Así, el anticorreísmo acusó de “narcos” y “asesinos” a los líderes y simpatizantes de la revolución ciudadana, difundió audios y noticias falsas sobre Luisa González y advirtió de un “masivo fraude electoral” que nadie es capaz de comprobar. Infame campaña a la que, para perjuicio de nuestra democracia, se sumó incluso la Fiscal General del Estado.
De su parte, el correísmo también recurrió a las acusaciones de narcotráfico, aprovechando el descubrimiento de droga en cajas de banano importadas desde el Ecuador por países europeos, aunque para ello hayan debido manipular el audio de un reportaje realizado por una periodista en el que en ningún momento se menciona a la empresa del padre de Daniel Noboa. Y ni qué decir de los continuos intentos por posicionar la perversa teoría de que a Fernando Villavicencio lo asesinaron con el fin exclusivo de perjudicar a Luisa González.
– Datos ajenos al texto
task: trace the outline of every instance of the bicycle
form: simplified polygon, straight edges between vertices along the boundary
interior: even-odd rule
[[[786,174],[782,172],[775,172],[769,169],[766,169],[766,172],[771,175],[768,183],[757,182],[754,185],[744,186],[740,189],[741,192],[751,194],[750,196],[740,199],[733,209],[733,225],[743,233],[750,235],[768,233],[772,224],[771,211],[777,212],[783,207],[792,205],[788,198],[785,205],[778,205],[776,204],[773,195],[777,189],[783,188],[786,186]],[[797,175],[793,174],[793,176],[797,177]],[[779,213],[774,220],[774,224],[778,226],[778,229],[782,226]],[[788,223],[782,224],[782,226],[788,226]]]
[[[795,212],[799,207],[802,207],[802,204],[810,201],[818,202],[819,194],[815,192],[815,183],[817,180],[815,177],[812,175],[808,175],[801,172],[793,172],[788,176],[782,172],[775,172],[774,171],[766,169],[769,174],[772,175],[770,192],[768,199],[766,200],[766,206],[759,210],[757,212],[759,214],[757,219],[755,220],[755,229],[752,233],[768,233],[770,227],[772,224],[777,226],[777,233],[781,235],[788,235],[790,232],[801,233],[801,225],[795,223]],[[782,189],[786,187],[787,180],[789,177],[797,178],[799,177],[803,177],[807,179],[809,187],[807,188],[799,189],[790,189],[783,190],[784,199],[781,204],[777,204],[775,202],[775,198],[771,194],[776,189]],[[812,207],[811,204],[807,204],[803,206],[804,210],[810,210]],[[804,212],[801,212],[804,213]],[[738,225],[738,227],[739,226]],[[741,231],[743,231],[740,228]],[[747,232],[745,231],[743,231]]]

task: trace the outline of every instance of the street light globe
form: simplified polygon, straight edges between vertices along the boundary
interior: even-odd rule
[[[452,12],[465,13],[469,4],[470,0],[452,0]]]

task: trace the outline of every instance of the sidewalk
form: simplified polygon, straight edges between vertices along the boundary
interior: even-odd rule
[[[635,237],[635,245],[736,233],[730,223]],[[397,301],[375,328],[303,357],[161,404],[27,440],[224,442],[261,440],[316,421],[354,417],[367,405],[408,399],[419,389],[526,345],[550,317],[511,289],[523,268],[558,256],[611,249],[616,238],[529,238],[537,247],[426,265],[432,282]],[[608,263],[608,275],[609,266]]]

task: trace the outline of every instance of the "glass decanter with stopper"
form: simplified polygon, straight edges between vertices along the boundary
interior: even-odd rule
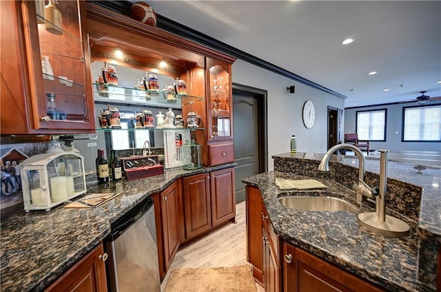
[[[202,167],[202,153],[201,145],[196,140],[187,140],[185,144],[182,145],[183,163],[184,169],[193,170]]]

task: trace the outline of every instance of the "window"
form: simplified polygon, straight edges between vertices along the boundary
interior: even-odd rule
[[[403,108],[403,141],[441,141],[441,105]]]
[[[384,141],[386,109],[357,112],[356,129],[360,140]]]

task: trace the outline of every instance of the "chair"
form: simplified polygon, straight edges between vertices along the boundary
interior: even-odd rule
[[[369,141],[358,140],[358,134],[357,133],[345,134],[345,143],[353,144],[354,146],[360,149],[366,148],[367,150],[367,155],[369,155]]]

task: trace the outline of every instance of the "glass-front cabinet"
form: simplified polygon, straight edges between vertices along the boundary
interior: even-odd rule
[[[209,84],[207,97],[209,140],[231,140],[233,138],[231,65],[207,58],[207,67]]]
[[[94,130],[83,2],[17,3],[22,14],[34,129],[61,133]]]

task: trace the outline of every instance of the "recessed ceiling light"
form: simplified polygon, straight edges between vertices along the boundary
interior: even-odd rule
[[[345,41],[342,41],[342,45],[348,45],[351,43],[353,43],[355,39],[346,39]]]

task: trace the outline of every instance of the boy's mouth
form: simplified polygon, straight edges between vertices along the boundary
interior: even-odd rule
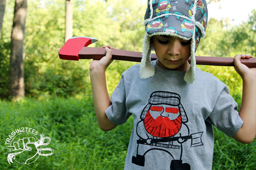
[[[178,61],[178,60],[167,60],[169,63],[173,64],[177,63]]]

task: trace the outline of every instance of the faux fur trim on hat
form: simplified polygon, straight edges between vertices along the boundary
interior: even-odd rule
[[[155,75],[155,68],[151,60],[151,51],[154,50],[154,45],[150,43],[151,38],[154,35],[166,35],[186,40],[191,39],[190,66],[186,72],[184,80],[188,84],[193,84],[196,72],[195,53],[201,38],[205,36],[208,15],[206,2],[205,0],[166,1],[168,4],[166,3],[165,6],[160,9],[159,4],[162,1],[155,0],[153,2],[153,0],[148,0],[143,23],[145,34],[140,78],[146,79]],[[191,28],[194,28],[193,31]]]
[[[147,79],[155,75],[155,68],[151,62],[151,47],[150,39],[147,34],[145,34],[143,44],[143,53],[142,53],[142,59],[140,66],[140,78],[141,79]]]

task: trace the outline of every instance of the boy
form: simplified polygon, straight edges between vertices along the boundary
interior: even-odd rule
[[[110,130],[133,114],[125,169],[210,169],[212,125],[250,143],[256,133],[256,68],[234,58],[243,81],[239,113],[227,86],[196,67],[195,52],[205,36],[205,0],[148,0],[142,59],[125,71],[109,98],[105,71],[112,51],[93,60],[90,75],[100,128]],[[158,60],[150,61],[154,49]],[[187,61],[191,57],[190,64]]]

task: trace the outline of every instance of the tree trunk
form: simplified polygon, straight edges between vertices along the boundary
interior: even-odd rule
[[[73,0],[66,1],[65,42],[73,36]]]
[[[16,99],[25,95],[23,45],[27,0],[16,0],[11,41],[10,79],[11,95]]]
[[[0,39],[2,35],[2,27],[3,26],[3,21],[4,20],[4,15],[5,14],[6,0],[0,0]]]

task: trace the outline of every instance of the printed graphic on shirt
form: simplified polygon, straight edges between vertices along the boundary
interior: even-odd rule
[[[190,140],[190,147],[203,145],[203,132],[190,134],[186,125],[187,116],[180,100],[180,96],[173,92],[158,91],[151,94],[137,125],[139,139],[133,163],[146,166],[145,162],[150,161],[145,160],[146,154],[157,155],[160,152],[170,158],[170,169],[190,169],[190,165],[182,159],[182,151],[187,149],[182,143]]]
Tienen razón los correístas al denunciar la infame campaña en su contra, como tienen razón los simpatizantes de Fernando Villavicencio al repudiar las insensibles declaraciones de los líderes correístas sobre el difunto político. El problema es que la respuesta de ambos sectores a la campaña sucia en su contra fue siempre subir la apuesta. No les preocupaba que la democracia se vea manchada por la violencia política; les preocupaba mancharse más que su enemigo.
Al final, esta elección la perdió el correísmo, pero no la ganó el anticorreísmo. A diferencia de Lasso en 2021, Noboa no basó su campaña en el miedo a Correa, sino en la expectativa de un cambio para el país. Creíble o no su promesa, el resultado está la vista. En la segunda vuelta de 2021, el voto nulo y blanco alcanzó su máximo histórico, rondando el 20% de los votos totales; hoy, ese voto apenas supera el 8%. En 2021, el antagonismo fue asumido por ambos candidatos; en 2023, el correísmo se quedó solo en ese campo de batalla que la mayoría de los ecuatorianos no quiere volver a pisar.
Noboa acertó al no escuchar los cantos de sirena del anticorreísmo rabioso durante la campaña. Ahora sólo nos queda aguardar para saber si entendió también que el reto al que se enfrentará durante el próximo año y medio requiere un talante democrático y no una obsesión antagonista.